However, the creature they were dissecting is not actually dead and attacks, using tentacles from its head on Sinclair. By doing so, it is able to read her thoughts and predict her subsequent actions. Finch sacrifices himself to kill it with a grenade.

The team then goes back to the bunker, planning to destroy it with C4. However, Hook is dragged down by one of the monsters. Sinclair wants to go after him; Jones, Kabir, Lafayette, and Bromhead agree. Wilks stays to man the winch, which is used to lower the elevator down.

However, the monsters intended this as an ambush. Furthermore, Wilks learns that the military will be dropping a bunker buster bomb in 20 minutes, having found out the location from the Humvee's transponder. All of the team down there except for Sinclair and Hook end up being killed. Before dying, Kabir encounters a monster which he recognizes as his father, confirming that the disappeared individuals were turned into the creatures.

Wilks is attacked by insurgents and the Humvee is dragged into the elevator shaft. He is captured and about to be beheaded, but is saved by Sinclair and Hook. The three then take one of the insurgents' vehicles and escape shortly before the bomb drops, destroying the bunker.

Afterwards, an American black ops team arrives to the outpost, unsuccessfully attempting to find a creature specimen.

==Reception==
The Lair received mixed reviews from critics. As of August 2024, the film holds a 35% approval rating on review aggregator Rotten Tomatoes based on 20 reviews.

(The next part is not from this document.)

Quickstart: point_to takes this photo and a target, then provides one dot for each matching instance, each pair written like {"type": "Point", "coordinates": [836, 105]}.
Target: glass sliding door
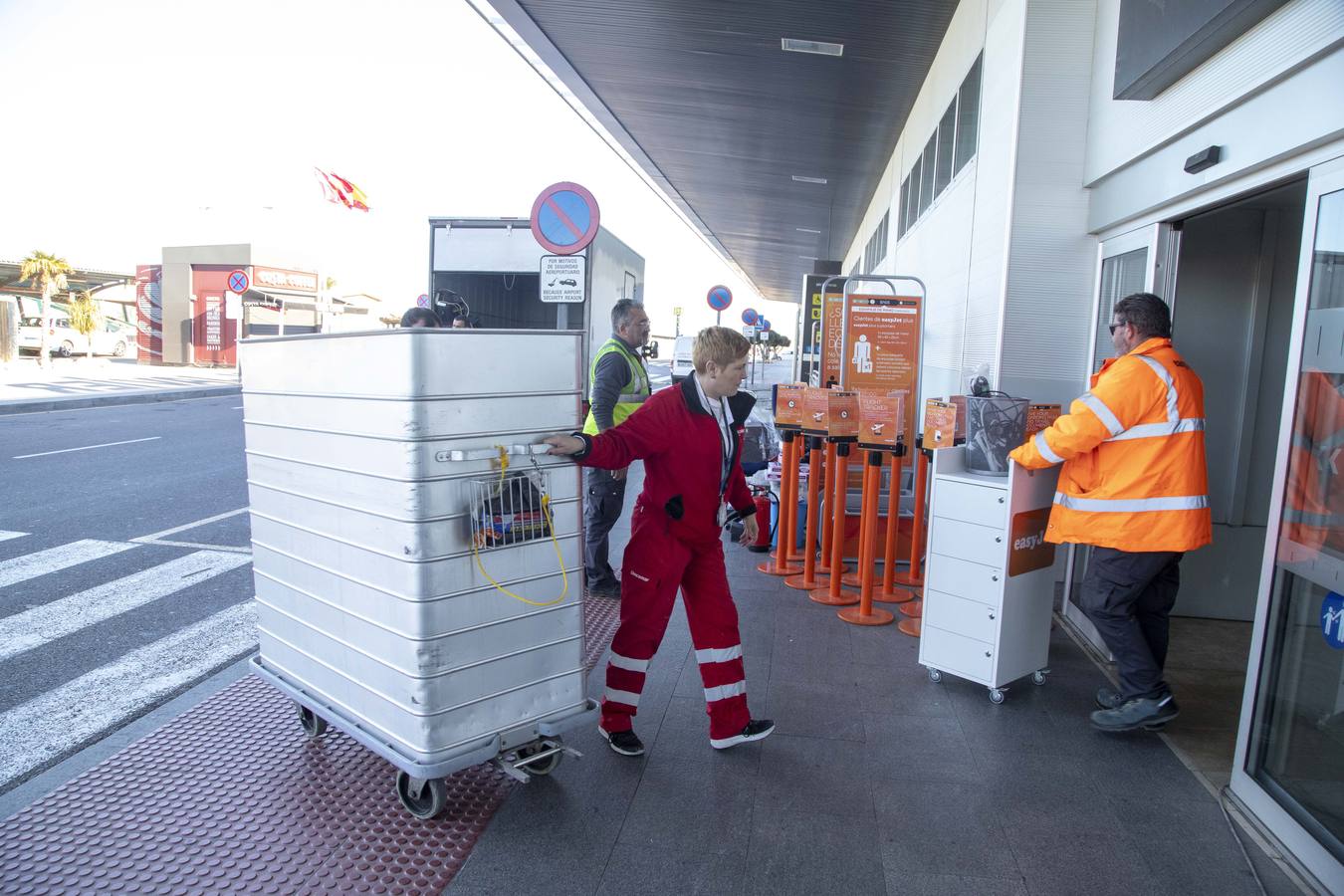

Variety wrote: "There's nary a dull moment, albeit no truly memorable ones either. It's a movie more hectic than exciting, let alone scary. But it does move along at a brisk clip that attests to the director's knack for staging and pacing splattery action". Noel Murray of the Los Angeles Times wrote: "The Lair doesn't finish as spectacularly as it starts, but that just means it's a good genre picture and not a great one". Simon Abrams of RogerEbert.com awarded the film two-and-a-half stars out of four, calling it "a good-enough horror/action hybrid", praising the action scenes and practical effects of the monsters but had a more mixed opinion on the acting and dialogue.

===Box office===
The film grossed $156,597 at the box office worldwide.